Trinta anos documentando a poluição que ninguém consegue ver.

Dezesseis professores em uma única escola da Califórnia. Dezoito casos de câncer entre eles. O grupo era composto por 137 professores, contratados entre 1988 e 2005. Quando as salas de aula foram testadas, os níveis de transientes de tensão de alta frequência — o que Magda Havas e seus colegas chamam de “eletricidade suja” — estavam muito acima do que deveria existir em uma onda senoidal limpa de 60 hertz. O estudo foi publicado em 2008, nunca foi replicado e é uma das muitas evidências que a Dra. Havas passou as últimas três décadas reunindo.

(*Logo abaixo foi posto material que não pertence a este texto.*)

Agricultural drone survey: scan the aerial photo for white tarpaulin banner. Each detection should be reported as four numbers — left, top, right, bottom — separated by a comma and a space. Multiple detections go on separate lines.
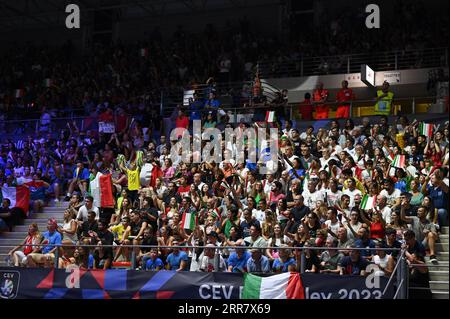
383, 71, 400, 83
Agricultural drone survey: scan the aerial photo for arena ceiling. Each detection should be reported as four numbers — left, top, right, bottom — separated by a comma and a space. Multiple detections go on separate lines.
0, 0, 284, 32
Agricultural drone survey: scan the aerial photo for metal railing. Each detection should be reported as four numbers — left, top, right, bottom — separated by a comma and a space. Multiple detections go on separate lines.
168, 96, 436, 123
258, 48, 448, 78
0, 243, 418, 299
0, 96, 442, 139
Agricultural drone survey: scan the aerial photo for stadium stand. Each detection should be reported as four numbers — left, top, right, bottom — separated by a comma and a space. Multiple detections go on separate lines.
0, 1, 449, 298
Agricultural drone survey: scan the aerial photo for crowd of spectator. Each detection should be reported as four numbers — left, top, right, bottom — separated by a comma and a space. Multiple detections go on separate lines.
0, 1, 448, 124
0, 99, 449, 286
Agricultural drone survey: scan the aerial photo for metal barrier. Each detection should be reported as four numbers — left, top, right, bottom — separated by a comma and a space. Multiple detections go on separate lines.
0, 244, 416, 299
258, 48, 448, 78
0, 96, 436, 138
167, 96, 436, 123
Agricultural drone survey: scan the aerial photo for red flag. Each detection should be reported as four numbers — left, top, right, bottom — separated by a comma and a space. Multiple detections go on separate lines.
100, 174, 114, 207
150, 165, 163, 187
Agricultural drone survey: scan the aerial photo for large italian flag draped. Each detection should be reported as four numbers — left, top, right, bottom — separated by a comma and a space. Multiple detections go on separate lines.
360, 194, 377, 210
241, 273, 305, 299
90, 173, 114, 207
2, 186, 30, 216
181, 212, 197, 230
266, 111, 275, 123
392, 155, 405, 168
419, 123, 433, 137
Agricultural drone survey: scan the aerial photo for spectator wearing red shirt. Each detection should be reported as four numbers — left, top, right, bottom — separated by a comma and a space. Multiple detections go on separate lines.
298, 93, 313, 121
98, 108, 114, 122
313, 82, 330, 120
336, 80, 355, 118
116, 108, 129, 133
175, 109, 189, 137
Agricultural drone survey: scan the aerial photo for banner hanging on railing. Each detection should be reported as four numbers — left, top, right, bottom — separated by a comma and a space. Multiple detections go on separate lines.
0, 268, 394, 299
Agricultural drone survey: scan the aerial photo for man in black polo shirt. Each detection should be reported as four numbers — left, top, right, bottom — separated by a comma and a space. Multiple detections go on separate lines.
91, 220, 114, 269
291, 195, 310, 223
77, 211, 98, 245
163, 182, 181, 206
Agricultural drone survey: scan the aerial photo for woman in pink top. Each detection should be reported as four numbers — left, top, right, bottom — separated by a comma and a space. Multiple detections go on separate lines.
269, 181, 286, 206
162, 158, 175, 185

Ela se interessou pela poluição eletromagnética causada pela chuva ácida. Seu trabalho de campo no Ártico canadense e em Hubbard Brook, bem como sua atuação como consultora científica da Coalizão Canadense sobre Chuva Ácida, contribuíram para a aprovação do Programa de Chuva Ácida do Leste Canadense de 1985, que reduziu as emissões de dióxido de enxofre em 30%. Quando os lagos começaram a se recuperar mais rápido do que o esperado, ela partiu em busca do próximo problema. Encontrou eletricidade suja na fiação elétrica, radiação de radiofrequência proveniente de tecnologia sem fio e corrente de aterramento causada por sistemas de distribuição desequilibrados — e, desde então, publicou mais de 200 artigos sobre como essas exposições afetam o nível de açúcar no sangue em diabéticos, o ritmo cardíaco em adultos expostos a telefones sem fio de 2,4 GHz, a função cognitiva em bombeiros que trabalham sob torres de celular e o comportamento em crianças em idade escolar. A variável ambiental que ela vem documentando há trinta anos é real. Seus efeitos dentro de um determinado corpo dependem do que esse corpo já carrega.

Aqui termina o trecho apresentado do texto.